At work, I’m starting to implement OCS Inventory NG on our Linux boxes to keep track of hardware. Part of the plan is also that we have a MediaWiki installation for internal documentation, and articles for every host (named as the hostname). I’m going to pull data from OCS into the articles based on hostname (via a PHP include) so the documentation will automatically include up-to-date information on hardware.

Since we’re moving to MySQL-backed DHCP, I decided that it would also be nice to include DHCP information and links to our web tool to edit the host (like setting PXE boot information). This is pretty easy for the ethX interfaces, as OCS collects MAC addresses and I can search our DHCP database for them. However, it isn’t as simple for the iLOM interface, which (obviously) OCS knows nothing about - though it’s arguably one of the most-forgotten things on our machines.

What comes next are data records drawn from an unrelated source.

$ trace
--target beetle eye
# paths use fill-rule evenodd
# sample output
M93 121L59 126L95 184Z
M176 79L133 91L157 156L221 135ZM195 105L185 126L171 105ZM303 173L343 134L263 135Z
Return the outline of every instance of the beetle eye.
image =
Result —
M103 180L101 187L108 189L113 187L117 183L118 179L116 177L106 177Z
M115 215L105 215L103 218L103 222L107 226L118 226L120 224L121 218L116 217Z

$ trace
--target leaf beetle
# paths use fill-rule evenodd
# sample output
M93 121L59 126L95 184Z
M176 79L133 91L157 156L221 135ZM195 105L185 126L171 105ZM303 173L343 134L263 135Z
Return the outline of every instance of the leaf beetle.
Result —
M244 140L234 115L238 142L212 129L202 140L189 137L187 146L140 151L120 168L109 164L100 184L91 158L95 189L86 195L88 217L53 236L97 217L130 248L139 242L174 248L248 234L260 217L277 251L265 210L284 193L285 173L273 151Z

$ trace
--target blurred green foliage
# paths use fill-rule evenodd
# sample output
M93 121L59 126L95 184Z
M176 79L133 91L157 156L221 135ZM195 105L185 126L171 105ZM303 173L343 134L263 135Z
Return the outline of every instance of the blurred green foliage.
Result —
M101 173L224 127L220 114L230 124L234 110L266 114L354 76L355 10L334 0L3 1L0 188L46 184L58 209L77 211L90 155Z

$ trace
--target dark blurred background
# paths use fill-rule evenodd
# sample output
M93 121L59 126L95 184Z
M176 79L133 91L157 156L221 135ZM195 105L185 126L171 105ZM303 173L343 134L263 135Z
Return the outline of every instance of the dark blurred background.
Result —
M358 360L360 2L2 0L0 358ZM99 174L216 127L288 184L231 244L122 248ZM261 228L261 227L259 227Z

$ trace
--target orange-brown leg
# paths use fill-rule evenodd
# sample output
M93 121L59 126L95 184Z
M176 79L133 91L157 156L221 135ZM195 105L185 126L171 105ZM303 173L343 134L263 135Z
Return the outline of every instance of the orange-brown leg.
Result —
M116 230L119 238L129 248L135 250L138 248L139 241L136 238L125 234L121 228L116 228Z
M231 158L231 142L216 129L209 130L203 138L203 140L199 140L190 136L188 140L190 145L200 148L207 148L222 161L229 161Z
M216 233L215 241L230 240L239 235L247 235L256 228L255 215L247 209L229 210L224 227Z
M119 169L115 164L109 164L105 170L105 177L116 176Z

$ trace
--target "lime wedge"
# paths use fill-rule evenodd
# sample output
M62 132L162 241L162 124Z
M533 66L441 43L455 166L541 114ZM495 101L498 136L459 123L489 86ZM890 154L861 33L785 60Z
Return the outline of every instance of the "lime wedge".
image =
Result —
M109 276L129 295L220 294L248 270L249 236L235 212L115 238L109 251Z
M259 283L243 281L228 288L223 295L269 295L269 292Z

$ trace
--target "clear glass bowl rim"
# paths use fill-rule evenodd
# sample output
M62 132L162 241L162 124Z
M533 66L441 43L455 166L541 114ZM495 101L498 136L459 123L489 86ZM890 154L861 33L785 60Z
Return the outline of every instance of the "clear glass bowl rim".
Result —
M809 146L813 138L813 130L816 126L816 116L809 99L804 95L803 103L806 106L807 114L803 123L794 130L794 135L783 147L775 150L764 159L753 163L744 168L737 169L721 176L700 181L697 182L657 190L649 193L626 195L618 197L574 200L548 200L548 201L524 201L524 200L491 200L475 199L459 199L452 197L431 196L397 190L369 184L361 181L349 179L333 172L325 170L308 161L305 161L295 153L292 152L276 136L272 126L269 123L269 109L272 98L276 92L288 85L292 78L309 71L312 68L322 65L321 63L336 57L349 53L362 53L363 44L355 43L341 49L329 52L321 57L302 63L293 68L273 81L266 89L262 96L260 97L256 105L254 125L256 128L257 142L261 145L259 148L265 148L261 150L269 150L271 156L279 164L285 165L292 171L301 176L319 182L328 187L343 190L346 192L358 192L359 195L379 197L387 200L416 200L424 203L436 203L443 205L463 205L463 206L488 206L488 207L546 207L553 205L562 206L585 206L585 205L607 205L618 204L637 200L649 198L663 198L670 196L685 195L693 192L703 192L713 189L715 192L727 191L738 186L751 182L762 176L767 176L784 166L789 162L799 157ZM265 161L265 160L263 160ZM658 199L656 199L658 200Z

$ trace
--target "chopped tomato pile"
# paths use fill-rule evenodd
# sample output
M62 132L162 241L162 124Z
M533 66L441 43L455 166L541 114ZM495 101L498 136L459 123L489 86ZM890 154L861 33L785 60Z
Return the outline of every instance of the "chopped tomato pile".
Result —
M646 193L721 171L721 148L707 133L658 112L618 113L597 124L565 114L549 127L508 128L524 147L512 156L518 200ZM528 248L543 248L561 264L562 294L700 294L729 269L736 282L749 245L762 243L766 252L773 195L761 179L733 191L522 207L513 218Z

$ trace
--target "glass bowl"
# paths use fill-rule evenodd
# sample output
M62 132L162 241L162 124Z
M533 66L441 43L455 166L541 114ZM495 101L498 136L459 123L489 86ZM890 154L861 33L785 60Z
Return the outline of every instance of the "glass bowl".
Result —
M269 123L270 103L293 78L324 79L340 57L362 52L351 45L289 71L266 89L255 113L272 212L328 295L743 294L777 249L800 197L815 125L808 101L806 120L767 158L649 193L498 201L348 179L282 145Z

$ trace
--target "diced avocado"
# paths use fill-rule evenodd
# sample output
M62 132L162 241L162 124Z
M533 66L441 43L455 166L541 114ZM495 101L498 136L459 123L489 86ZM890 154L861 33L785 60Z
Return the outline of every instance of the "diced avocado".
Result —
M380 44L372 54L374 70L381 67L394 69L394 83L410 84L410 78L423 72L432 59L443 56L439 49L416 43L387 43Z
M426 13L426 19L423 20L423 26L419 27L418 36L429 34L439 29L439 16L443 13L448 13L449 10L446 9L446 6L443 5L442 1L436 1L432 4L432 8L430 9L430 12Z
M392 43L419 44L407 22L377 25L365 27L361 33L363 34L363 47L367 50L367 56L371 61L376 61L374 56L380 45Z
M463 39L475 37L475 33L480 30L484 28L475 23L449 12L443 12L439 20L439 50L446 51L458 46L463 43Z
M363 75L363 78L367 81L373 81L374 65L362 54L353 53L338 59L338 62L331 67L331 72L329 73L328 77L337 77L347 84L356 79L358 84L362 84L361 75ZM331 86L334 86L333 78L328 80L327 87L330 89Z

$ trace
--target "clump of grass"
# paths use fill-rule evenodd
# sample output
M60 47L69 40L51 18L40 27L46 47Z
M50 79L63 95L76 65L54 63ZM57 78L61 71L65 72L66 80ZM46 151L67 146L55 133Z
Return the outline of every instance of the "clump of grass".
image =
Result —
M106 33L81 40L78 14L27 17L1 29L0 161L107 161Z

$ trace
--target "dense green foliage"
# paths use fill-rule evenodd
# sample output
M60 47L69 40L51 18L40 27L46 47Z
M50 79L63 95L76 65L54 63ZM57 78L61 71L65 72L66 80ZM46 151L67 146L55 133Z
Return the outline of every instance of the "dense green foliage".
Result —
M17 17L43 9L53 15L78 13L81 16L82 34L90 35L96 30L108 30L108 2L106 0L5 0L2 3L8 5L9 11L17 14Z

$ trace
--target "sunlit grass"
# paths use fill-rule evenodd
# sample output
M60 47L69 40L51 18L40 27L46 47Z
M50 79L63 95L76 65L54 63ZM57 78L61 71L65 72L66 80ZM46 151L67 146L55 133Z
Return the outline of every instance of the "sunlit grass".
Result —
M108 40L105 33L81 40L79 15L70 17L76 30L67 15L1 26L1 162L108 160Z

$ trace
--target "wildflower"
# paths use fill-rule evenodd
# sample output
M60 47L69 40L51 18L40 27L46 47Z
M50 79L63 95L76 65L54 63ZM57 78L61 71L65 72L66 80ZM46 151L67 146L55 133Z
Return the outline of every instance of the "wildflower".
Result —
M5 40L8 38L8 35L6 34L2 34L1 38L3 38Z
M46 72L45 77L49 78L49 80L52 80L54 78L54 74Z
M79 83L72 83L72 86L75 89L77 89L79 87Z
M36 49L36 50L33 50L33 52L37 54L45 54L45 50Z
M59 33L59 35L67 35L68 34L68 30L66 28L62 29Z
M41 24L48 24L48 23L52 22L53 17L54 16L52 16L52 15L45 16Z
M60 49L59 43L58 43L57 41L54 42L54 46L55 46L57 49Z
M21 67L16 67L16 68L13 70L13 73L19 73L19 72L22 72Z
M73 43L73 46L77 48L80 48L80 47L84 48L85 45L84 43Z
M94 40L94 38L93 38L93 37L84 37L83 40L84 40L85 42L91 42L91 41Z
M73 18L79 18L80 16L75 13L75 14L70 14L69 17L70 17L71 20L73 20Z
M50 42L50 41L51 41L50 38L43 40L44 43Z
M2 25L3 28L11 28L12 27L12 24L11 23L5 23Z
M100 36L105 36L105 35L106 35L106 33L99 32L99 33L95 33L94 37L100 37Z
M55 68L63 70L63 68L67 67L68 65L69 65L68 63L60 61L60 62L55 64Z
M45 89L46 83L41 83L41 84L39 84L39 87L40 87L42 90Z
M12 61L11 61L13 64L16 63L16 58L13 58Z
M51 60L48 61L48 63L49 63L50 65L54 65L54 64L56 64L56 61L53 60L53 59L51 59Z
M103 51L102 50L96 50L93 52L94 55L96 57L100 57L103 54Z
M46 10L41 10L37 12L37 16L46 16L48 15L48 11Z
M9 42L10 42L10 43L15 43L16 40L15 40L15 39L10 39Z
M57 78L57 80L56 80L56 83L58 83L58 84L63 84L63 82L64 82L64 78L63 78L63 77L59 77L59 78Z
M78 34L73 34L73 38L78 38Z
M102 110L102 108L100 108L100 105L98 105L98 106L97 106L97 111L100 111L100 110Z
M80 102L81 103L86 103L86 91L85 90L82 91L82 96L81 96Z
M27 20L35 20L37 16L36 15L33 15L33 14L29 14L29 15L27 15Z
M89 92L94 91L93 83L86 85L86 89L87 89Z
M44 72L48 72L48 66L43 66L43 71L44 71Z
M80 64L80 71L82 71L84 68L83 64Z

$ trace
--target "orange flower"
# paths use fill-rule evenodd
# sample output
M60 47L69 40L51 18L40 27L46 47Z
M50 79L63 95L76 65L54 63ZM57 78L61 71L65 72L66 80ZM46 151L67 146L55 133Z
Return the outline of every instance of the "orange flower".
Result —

I know that HP Proliant servers have the nice little HP PSP (Proliant Support Pack) that includes tools such as hpasmcli, but Sun doesn’t have anything like that. (We just have one HP box in production right now, but I’ll probably be adding support for it soon).

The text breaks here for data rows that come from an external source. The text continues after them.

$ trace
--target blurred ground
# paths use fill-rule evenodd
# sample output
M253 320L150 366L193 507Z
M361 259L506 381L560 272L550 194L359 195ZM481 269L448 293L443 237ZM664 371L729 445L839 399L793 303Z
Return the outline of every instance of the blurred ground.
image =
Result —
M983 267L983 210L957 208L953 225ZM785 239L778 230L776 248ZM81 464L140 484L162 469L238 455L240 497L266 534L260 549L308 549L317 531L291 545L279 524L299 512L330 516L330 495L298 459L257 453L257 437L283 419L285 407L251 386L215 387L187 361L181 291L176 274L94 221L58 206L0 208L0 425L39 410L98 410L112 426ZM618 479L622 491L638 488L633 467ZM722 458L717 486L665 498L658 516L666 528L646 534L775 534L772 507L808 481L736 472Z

Enter OpenIPMI. The iLOM has an IPMI interface, and the standard OpenIPMI-tools package in CentOS repositories has the ipmitool required to get the relevant information. A call is pretty simple: ipmitool -l open lan print 1 yields something like:

Set in Progress         : Set Complete
Auth Type Support       : NONE MD2 MD5 PASSWORD
Auth Type Enable        : Callback : MD2 MD5 PASSWORD
                        : User     : MD2 MD5 PASSWORD
                        : Operator : MD2 MD5 PASSWORD
                        : Admin    : MD2 MD5 PASSWORD
                        : OEM      :
IP Address Source       : DHCP Address
IP Address              : 172.16.xxx.xxx
Subnet Mask             : 255.255.255.224
MAC Address             : 00:14:4f:xx:xx:xx
SNMP Community String   : xxxxxx
IP Header               : TTL=0x00 Flags=0x00 Precedence=0x00 TOS=0x00
BMC ARP Control         : ARP Responses Disabled, Gratuitous ARP Disabled
Gratituous ARP Intrvl   : 5.0 seconds
Default Gateway IP      : 172.16.xx.xx
Default Gateway MAC     : 00:00:00:00:00:00
Backup Gateway IP       : 0.0.0.0
Backup Gateway MAC      : 00:00:00:00:00:00
802.1q VLAN ID          : Disabled
802.1q VLAN Priority    : 0
RMCP+ Cipher Suites     : 2,3,0
Cipher Suite Priv Max   : XXXXXXXXXXXXXXX
                        :     X=Cipher Suite Unused
                        :     c=CALLBACK
                        :     u=USER
                        :     o=OPERATOR
                        :     a=ADMIN
                        :     O=OEM

Now it’s just a matter of integrating this into ocsinventory-agent, having it run the command if present (and Sun hardware), and parsing the results. Once I have some actual code done, I’ll pass it along.

Many thanks to pseud0 on the Sun forums for answering my question about this.